To pursue a claim against another party for unintentionally causing an injury, you must prove that he/she has been negligent. Negligence is the legal word for carelessness. The legal definition of negligence requires four elements:

  • that there is a legal duty owned to you by the other party
  • that the party breached that duty to you
  • that as a result of said breach of duty you sustained injuries
  • that those injuries were caused by the negligent action or breach of duty

A more simple definition is that the person who caused the injuries did not act in a normal way in which a reasonable person would act under similar circumstances. Negligence can occur in many different circumstances. If an accident is caused on property that is dangerous because it is poorly built or maintained, the owner of the property is liable for being careless in maintaining the property, regardless of whether he or she actually created the dangerous condition.

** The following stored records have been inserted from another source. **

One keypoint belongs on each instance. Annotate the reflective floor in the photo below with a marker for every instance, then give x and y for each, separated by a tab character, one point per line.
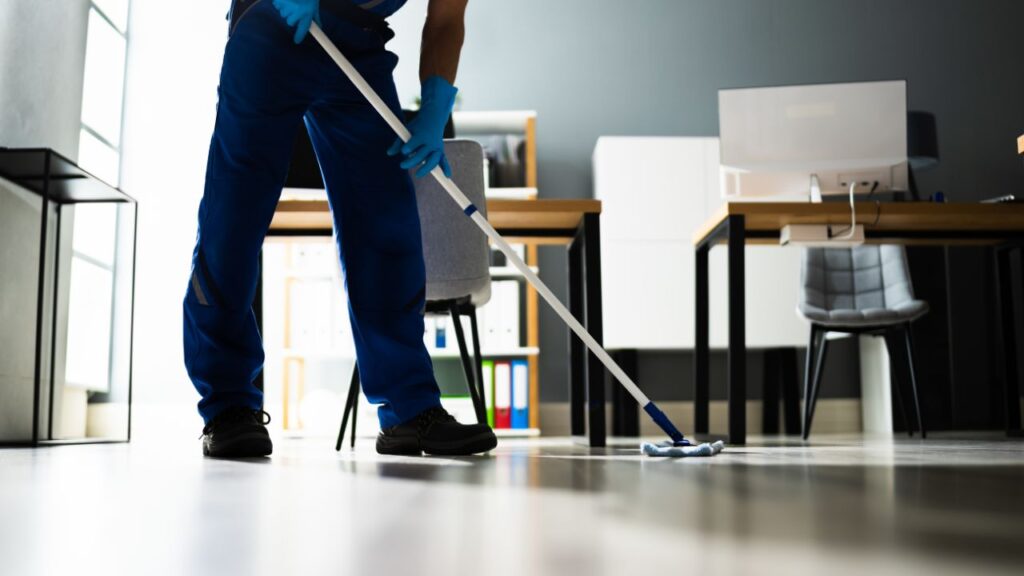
840	505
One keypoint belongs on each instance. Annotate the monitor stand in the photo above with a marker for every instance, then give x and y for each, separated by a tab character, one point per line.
815	193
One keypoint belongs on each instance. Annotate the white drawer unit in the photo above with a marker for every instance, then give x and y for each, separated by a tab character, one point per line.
656	192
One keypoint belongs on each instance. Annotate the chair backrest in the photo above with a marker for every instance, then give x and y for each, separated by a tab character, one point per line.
861	278
456	252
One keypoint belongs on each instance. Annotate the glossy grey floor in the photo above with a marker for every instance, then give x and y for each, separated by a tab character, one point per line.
846	505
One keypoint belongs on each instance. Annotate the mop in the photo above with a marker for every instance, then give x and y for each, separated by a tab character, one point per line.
677	446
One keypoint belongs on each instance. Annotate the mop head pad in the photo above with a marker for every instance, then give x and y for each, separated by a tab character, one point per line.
671	450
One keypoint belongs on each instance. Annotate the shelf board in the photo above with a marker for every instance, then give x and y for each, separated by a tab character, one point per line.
508	193
517	433
503	353
442	354
498	273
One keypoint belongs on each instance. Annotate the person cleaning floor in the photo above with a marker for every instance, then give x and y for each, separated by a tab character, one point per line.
273	79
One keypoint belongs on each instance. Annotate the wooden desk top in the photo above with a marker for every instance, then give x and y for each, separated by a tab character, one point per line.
523	215
954	218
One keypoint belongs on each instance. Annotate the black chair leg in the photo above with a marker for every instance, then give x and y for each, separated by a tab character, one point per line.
355	409
809	402
478	356
350	401
467	366
791	392
896	376
812	347
913	378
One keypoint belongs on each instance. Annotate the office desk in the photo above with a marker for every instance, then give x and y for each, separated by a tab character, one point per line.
574	223
739	223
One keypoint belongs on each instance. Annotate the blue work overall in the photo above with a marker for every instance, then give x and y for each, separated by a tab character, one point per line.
268	88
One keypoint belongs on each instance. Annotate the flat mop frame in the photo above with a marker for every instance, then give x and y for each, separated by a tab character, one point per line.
470	210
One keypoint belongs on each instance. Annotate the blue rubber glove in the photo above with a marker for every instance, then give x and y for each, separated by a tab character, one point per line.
300	13
426	147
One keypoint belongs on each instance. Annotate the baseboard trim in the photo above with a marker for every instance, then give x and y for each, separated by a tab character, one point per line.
830	416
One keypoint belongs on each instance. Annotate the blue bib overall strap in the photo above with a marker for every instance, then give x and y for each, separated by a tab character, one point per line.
358	14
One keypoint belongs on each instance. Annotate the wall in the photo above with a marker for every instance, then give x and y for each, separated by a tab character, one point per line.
174	56
42	63
608	67
42	60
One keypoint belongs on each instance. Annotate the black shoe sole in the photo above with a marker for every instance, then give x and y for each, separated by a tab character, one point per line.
409	446
252	445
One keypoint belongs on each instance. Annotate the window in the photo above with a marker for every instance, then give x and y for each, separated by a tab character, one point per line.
102	91
96	228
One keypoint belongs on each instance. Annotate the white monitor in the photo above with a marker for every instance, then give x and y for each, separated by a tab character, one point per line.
796	140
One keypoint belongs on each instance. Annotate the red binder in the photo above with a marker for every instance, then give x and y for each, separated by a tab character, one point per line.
503	395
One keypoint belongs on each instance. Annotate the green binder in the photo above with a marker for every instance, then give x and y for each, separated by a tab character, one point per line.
488	389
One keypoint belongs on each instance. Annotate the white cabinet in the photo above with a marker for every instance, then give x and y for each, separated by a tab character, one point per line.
656	192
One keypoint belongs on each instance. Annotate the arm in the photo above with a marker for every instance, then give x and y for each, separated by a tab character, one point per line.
442	37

For example, if you are on someone else’s property either as a visitor or a tenant and are doing business on the property, the owner of that property has a responsibility to keep the premises properly maintained. If that owner knows or should have known about a dangerous or defective condition but fails to remedy the situation in a timely manner despite adequate time, he/she is liable and is considered negligent for not preventing your injuries.
These situations frequently arise in slips and falls on an owner’s piece of property or when a tenant or one of his guests is injured in a rental property. To hold the owner of a property liable, it is not sufficient to merely say that the injury took place on that property; you must also prove that the owner owed you a duty in that you were some sort of patron or authorized guest and that the owner either knew or should have known of the dangerous or defective condition that caused the accident.

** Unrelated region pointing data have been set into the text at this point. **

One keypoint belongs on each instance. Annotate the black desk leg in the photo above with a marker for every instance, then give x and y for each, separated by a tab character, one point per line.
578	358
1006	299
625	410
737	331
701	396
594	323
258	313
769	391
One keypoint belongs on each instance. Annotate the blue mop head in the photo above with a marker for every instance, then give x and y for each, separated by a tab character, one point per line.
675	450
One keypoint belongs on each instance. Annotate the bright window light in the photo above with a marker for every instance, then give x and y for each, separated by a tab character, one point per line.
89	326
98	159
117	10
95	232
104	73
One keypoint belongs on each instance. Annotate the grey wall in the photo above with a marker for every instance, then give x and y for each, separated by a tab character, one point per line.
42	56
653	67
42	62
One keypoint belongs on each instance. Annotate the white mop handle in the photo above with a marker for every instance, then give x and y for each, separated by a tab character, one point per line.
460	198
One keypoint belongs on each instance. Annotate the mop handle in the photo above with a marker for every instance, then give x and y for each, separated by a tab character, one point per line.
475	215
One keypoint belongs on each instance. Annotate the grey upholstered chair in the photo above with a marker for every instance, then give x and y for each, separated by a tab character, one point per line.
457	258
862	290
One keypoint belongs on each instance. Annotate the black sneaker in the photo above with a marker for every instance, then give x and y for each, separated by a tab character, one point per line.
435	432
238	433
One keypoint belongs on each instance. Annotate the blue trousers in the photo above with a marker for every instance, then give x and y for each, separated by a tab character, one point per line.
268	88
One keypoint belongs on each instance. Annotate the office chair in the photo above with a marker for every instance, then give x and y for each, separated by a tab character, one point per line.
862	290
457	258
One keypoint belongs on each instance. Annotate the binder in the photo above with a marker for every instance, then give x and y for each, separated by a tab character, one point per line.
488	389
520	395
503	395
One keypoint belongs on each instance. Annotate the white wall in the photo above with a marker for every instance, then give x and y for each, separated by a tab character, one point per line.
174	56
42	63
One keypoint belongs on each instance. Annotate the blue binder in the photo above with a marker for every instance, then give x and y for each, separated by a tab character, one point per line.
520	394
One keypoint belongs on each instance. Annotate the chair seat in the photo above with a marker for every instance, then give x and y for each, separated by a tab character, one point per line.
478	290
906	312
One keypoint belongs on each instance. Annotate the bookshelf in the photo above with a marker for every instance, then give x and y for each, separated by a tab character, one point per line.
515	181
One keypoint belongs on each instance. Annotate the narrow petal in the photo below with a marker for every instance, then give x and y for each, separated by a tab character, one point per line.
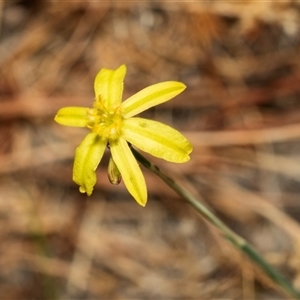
157	139
108	86
87	158
151	96
131	173
72	116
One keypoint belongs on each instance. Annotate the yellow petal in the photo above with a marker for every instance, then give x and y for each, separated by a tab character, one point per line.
113	172
131	173
157	139
72	116
108	86
87	158
151	96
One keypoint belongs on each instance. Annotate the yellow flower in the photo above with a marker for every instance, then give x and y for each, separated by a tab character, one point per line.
112	123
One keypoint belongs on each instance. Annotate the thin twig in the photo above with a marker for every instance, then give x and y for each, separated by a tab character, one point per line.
235	239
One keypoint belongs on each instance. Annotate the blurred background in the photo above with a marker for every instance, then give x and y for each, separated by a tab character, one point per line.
241	111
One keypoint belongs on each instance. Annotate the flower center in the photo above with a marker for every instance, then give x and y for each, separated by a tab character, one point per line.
107	123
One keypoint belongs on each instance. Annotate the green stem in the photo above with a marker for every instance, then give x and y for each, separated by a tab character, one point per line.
240	243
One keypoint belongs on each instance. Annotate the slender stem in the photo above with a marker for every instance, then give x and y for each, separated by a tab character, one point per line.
240	243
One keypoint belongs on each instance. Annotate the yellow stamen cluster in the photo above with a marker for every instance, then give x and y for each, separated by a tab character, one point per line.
107	123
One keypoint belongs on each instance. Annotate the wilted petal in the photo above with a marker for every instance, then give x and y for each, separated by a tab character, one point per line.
151	96
108	86
87	158
72	116
157	139
130	170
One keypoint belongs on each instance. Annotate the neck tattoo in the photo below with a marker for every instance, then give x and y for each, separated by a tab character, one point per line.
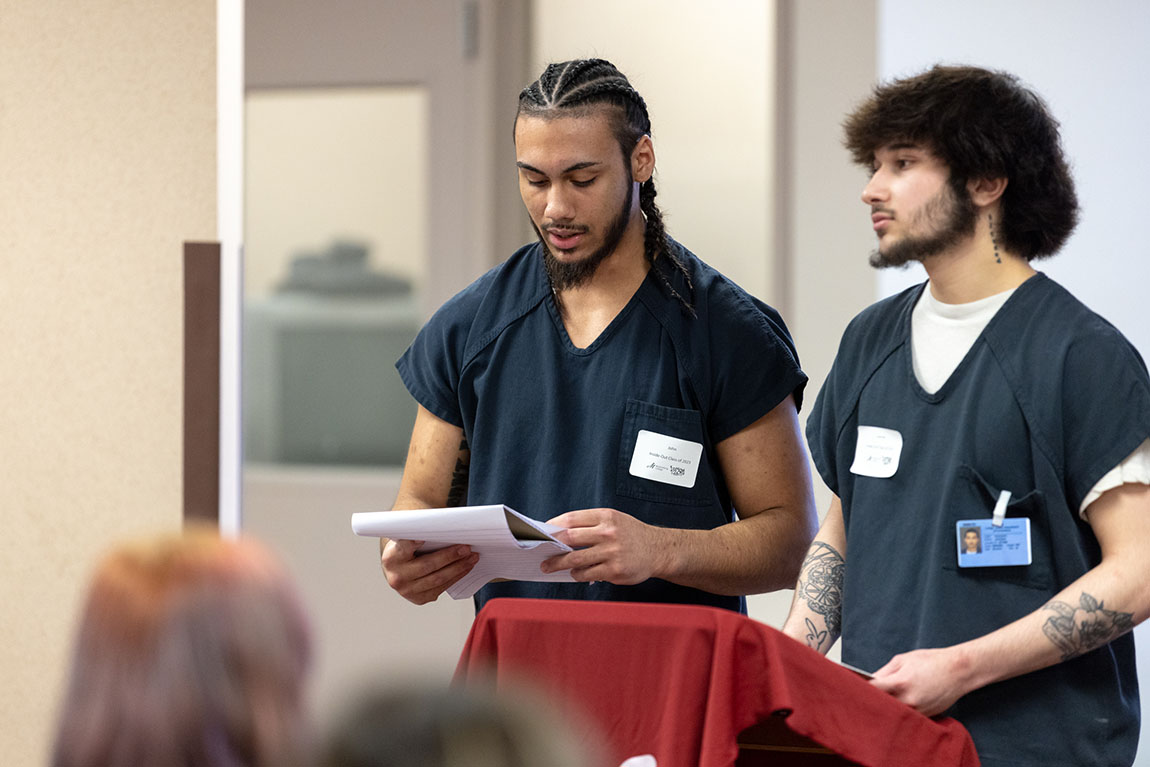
994	237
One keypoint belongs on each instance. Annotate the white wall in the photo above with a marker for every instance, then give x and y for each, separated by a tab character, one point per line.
1088	60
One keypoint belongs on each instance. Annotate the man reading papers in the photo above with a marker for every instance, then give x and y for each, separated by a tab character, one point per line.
606	369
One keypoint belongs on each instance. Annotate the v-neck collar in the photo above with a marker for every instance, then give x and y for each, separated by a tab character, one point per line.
955	378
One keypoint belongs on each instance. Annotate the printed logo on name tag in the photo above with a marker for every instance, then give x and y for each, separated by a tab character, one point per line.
876	452
666	459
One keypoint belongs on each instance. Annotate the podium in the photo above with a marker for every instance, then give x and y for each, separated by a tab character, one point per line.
700	687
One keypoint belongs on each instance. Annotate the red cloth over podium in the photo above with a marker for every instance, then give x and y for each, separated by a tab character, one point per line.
694	684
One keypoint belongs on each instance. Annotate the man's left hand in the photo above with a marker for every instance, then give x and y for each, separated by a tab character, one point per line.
610	546
929	681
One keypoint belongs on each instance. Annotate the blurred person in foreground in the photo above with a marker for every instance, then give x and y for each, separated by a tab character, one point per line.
191	651
454	727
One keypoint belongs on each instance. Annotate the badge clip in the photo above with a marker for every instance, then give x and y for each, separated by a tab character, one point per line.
999	513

If the landlord or business owner has a defective condition or slippery area and is unaware of it, because he/she has not been notified and had no way of doing a reasonable inspection to discover the situation, he/she may not be liable, because he/she did not have enough notice to remedy the situation.
For example, if you are in a store and a customer spills a foreign substance on the floor prior to you walking in that area and nobody notifies the store owner, the owner of that building is not liable for your injuries even though it happened on those premises because he did not have proper notice and had no way of knowing about the slippery condition. On the other hand, if the substance had been there for a long period of time and there was sufficient time for the owner to have done reasonable inspections or for someone to have notified him, he may be liable even if he had no notice.
In typical landlord/tenant situations where the tenant lives in the property and doesn’t notify the landlord of the problem, he/she may not be able to file an action against the landlord because he/she failed to notify the landlord of the dangerous condition. Without adequate time and notice, the landlord or owner cannot be held accountable. If, however, the tenant notifies the landlord of the dangerous and defective condition and the landlord fails to properly fix the condition, the landlord may be liable because he/she has had notice and still failed to do his/her duty.